- Rajoy government forecasts growth of 3.3% for this year
- Unemployment slowing declining, consumers driving economy
Spanish economic growth slowed in the third quarter, indicating the recovery may have peaked after the fastest expansion in eight years.
Output increased 0.8 percent from the previous three months, compared with 1 percent in the second quarter, the Madrid-based National Statistics Office said Friday. The figure matches the median estimate in a Bloomberg News survey of 12 economists. From a year ago, the economy expanded 3.4 percent.
While the report didn’t break down the components of GDP, economists see domestic demand cementing its position as the main driver of growth in Spain. The economy has expanded for nine straight quarters and the latest positive data come as Spaniards prepare for a general election in December that’s pitting conservative Prime Minister Mariano Rajoy against the Socialists and pro-market Ciudadanos. Polls show no party obtaining an overall majority.
“Our expectation is that domestic demand was the key driver again, while the external sector weighed down on growth,” said Gizem Kara, economist at BNP Paribas in London. “At this stage, we think the pace of growth has peaked and we’ll see a slowdown going into the fourth quarter.”
Initially driven by exports, the recovery has shifted gears as consumers benefit from cheaper energy prices, propping up disposable income, and the government cuts taxes. Coupled with falling unemployment, Spanish households have become more upbeat and retail sales rose at the fastest annual pace in nine months in September.
Even so, the Bank of Spain has pointed to a slight deceleration in household consumption at the end of the third quarter, although still maintaining considerable “dynamism.” It also said downside risks have increased due to external factors such as China’s slowdown.

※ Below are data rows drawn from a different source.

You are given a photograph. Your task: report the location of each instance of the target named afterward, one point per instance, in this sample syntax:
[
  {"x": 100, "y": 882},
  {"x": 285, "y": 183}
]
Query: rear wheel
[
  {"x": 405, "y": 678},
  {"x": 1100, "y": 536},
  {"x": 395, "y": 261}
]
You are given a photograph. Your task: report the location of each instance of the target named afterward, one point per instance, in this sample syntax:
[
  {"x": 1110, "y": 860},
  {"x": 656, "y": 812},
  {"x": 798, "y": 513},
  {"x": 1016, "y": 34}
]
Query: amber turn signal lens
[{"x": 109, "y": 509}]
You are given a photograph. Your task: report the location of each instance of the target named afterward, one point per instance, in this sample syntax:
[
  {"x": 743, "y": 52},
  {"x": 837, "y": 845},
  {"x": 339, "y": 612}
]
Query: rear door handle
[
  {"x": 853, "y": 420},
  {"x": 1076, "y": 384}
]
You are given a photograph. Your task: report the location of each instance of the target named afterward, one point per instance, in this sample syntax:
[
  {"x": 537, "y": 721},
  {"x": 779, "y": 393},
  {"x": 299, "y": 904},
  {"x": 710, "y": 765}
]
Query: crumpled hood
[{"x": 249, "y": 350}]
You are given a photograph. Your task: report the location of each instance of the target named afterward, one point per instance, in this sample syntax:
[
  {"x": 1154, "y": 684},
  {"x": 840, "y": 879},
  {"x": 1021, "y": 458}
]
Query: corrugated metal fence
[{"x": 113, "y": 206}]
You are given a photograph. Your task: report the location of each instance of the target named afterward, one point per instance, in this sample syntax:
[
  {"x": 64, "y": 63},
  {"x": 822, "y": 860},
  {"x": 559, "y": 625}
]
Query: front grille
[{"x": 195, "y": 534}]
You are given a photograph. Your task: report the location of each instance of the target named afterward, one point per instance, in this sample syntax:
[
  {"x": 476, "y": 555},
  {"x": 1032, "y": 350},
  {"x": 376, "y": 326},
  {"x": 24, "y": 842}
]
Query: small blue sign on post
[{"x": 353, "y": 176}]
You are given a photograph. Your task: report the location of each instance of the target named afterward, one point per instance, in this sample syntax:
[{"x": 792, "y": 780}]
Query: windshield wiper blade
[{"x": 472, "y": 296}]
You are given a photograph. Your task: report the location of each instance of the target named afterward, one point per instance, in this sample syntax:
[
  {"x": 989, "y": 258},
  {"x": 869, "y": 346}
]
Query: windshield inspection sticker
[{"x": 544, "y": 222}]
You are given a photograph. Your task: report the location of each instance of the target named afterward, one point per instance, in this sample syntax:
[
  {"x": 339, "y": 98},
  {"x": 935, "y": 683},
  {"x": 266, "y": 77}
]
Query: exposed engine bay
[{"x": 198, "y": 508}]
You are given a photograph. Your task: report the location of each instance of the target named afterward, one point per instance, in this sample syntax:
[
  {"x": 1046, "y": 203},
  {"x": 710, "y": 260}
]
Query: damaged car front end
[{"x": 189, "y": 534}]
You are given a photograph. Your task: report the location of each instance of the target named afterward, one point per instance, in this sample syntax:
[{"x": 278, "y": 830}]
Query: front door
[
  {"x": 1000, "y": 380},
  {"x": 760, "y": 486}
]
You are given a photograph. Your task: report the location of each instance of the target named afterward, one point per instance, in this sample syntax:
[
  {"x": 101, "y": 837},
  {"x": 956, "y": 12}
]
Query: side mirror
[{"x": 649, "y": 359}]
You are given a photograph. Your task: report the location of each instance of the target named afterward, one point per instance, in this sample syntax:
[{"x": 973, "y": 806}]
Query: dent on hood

Speaking on Onda Cero radio after the figures were released, Deputy Economy Minister Inigo Fernandez de Mesa said the trend for the Spanish economy remains positive, despite the slight deceleration in the third quarter, pointing out that on an annual basis the pace of growth remains above three percent.
“What really matters is that we continue growing above 3 percent, and we’re doing just that on annual terms,” he said. “Our growth projections are perfectly feasible.”
The government expects the economy to grow 3.3 percent this year and 3 percent in 2016. The European Commission has a slightly less optimistic outlook and sees expansion of 2.8 percent and 2.6 percent. It also expects the nation to miss its deficit targets in both years, with the shortfall remaining above EU limits.